Clever & BookRevive
Hey, I've been tinkering with OCR for medieval manuscripts and the algorithm keeps throwing off the marginalia—those little scribbles and notes are getting lost. How do you usually handle preserving that level of detail when digitizing a work?
OCR is a cruel little trickster when it comes to marginalia. I always start by photographing at least 300 dpi, but I also use a macro lens to capture the tiny strokes. Then I let the software do its thing and, as soon as the marginalia pop up in the text layer, I cross‑check them against a physical copy. If anything looks off, I copy the marginal note by hand—hand‑copying is the only ritual that guarantees fidelity.
For truly fragile pages I use a lightbox and a green screen to separate the margin from the text, then I tag each note with a unique code in the metadata. Modern printers can’t handle the ink chemistry of a 15th‑century ballpoint; if the margin bleeds, I re‑scan the page in a lower‑contrast setting so the ink stays distinct.
In short: let the machine do the heavy lifting, but never trust it with the marginalia. Treat each page like a living thing and you’ll preserve the whispers that modern algorithms are doomed to miss.

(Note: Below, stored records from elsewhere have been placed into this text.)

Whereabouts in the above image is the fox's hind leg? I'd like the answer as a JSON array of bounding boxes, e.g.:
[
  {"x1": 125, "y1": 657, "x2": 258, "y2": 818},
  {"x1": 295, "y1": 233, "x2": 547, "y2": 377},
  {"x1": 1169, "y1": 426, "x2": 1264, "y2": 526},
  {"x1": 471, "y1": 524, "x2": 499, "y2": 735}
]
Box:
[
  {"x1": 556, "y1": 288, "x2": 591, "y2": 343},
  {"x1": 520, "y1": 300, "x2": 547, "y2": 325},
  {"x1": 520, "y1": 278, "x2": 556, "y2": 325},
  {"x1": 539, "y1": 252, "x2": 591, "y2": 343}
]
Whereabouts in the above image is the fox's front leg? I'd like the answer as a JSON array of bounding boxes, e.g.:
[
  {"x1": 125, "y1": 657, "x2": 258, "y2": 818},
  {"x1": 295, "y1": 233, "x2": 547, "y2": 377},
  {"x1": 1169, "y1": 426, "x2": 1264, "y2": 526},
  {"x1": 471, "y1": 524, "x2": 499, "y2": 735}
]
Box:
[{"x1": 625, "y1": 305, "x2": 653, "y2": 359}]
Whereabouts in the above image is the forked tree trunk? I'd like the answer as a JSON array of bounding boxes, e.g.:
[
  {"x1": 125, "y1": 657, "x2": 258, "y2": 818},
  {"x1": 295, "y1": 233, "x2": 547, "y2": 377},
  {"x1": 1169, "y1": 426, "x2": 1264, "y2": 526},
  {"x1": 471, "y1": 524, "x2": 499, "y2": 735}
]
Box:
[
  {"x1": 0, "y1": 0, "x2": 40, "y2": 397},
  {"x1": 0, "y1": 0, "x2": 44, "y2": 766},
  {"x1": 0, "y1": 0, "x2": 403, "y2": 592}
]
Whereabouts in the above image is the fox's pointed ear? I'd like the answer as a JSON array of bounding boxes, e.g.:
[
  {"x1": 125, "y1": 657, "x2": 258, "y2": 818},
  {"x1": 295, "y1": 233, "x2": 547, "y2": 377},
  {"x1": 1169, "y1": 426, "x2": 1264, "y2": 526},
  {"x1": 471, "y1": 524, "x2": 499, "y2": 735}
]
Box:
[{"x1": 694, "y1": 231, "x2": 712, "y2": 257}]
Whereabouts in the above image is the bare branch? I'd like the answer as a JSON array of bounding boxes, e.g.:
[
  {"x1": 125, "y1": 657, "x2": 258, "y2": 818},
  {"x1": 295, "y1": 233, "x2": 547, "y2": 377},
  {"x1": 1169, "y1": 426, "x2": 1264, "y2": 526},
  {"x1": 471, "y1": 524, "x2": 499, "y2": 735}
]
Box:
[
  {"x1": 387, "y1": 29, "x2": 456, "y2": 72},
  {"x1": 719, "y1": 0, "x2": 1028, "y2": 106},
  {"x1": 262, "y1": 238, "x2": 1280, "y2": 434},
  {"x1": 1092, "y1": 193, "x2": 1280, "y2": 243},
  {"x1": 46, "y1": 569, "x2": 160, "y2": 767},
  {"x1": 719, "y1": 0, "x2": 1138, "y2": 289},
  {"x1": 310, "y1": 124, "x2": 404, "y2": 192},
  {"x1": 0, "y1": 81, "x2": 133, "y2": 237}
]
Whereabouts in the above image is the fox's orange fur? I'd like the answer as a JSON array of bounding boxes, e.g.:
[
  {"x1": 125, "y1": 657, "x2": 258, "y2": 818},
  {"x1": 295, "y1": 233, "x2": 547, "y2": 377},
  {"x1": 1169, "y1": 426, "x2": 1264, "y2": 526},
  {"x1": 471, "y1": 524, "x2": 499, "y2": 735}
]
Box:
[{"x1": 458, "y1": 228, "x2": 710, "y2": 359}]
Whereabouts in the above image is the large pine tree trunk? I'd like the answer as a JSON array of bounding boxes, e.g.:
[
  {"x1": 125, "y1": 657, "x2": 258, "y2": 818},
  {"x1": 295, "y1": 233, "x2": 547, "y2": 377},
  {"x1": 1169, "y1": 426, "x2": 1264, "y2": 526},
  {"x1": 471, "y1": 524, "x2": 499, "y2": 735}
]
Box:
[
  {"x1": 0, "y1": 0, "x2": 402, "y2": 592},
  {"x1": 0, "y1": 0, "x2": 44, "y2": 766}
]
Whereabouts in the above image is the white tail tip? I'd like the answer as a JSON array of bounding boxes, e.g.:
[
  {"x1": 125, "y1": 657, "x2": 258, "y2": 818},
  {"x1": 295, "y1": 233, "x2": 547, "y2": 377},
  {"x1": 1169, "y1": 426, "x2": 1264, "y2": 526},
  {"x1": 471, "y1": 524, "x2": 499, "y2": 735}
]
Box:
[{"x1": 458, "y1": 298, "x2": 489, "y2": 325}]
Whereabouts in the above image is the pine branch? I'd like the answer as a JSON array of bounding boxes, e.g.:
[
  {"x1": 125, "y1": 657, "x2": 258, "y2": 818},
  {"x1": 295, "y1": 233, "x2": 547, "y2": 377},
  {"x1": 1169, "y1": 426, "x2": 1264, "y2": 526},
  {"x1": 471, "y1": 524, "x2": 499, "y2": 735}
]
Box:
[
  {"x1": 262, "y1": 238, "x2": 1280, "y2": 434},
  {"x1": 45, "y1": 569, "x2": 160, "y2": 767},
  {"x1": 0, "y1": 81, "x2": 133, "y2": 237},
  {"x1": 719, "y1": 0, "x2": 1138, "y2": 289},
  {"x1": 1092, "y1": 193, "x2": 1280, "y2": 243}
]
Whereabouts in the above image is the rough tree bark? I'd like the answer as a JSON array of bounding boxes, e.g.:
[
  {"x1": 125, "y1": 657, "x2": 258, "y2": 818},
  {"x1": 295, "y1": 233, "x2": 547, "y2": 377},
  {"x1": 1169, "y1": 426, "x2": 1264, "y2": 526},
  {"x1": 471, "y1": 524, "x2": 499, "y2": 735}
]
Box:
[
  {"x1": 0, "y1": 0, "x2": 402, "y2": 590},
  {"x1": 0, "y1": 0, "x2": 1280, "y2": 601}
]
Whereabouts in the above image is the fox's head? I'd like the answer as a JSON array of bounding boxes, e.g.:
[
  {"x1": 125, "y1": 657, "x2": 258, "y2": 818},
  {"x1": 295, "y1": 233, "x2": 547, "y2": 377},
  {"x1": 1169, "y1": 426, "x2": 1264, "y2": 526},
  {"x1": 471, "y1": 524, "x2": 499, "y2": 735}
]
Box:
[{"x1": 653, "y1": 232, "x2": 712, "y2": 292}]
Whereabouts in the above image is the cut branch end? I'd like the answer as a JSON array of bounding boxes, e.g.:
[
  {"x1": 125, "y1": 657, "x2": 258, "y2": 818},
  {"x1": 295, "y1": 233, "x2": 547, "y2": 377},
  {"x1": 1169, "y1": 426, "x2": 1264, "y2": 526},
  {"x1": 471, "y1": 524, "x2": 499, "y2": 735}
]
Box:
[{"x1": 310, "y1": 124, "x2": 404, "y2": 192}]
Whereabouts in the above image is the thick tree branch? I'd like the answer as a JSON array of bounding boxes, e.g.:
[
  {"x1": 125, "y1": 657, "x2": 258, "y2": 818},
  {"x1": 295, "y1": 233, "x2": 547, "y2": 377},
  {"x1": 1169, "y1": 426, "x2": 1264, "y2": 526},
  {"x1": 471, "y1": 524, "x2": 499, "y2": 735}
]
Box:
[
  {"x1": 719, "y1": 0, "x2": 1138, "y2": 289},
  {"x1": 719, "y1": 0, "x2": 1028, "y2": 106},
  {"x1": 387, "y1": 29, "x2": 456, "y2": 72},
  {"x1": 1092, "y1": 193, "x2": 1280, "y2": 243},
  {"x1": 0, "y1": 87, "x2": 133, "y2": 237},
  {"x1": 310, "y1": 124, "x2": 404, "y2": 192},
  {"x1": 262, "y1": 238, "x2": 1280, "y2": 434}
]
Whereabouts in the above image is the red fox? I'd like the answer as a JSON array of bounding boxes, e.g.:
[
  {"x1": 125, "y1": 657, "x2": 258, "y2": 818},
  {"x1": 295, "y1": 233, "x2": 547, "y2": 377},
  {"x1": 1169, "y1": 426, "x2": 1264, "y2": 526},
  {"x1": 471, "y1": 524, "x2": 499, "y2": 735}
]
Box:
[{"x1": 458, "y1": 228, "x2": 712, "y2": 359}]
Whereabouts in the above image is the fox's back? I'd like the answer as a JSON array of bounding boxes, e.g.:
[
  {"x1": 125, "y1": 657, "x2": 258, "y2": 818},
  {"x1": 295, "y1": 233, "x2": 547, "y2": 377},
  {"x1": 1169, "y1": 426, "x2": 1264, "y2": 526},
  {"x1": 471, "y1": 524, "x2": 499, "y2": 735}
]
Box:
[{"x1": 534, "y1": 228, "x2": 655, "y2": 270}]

That’s a solid workflow—nailing the macro shots and the lightbox trick are classic. I’d add a quick pre‑check of the DPI in the scanner’s software to make sure you’re not over‑loading the image files. And if you’re ever stuck with a stubborn ink bleed, a quick deconvolution step can sharpen the strokes before you do the manual copy. Keep the manual touch; it’s the best guard against the “marginalia apocalypse.”
Thanks, I’ll drop the DPI check into my prep sheet right now. Deconvolution? Oh, that’s another ritual—always a good way to tease out the ink’s ghost. And don’t forget to add a little margin for the scribbles in your final catalog; the marginalia need their own little alcove, just like the binding does for the spine.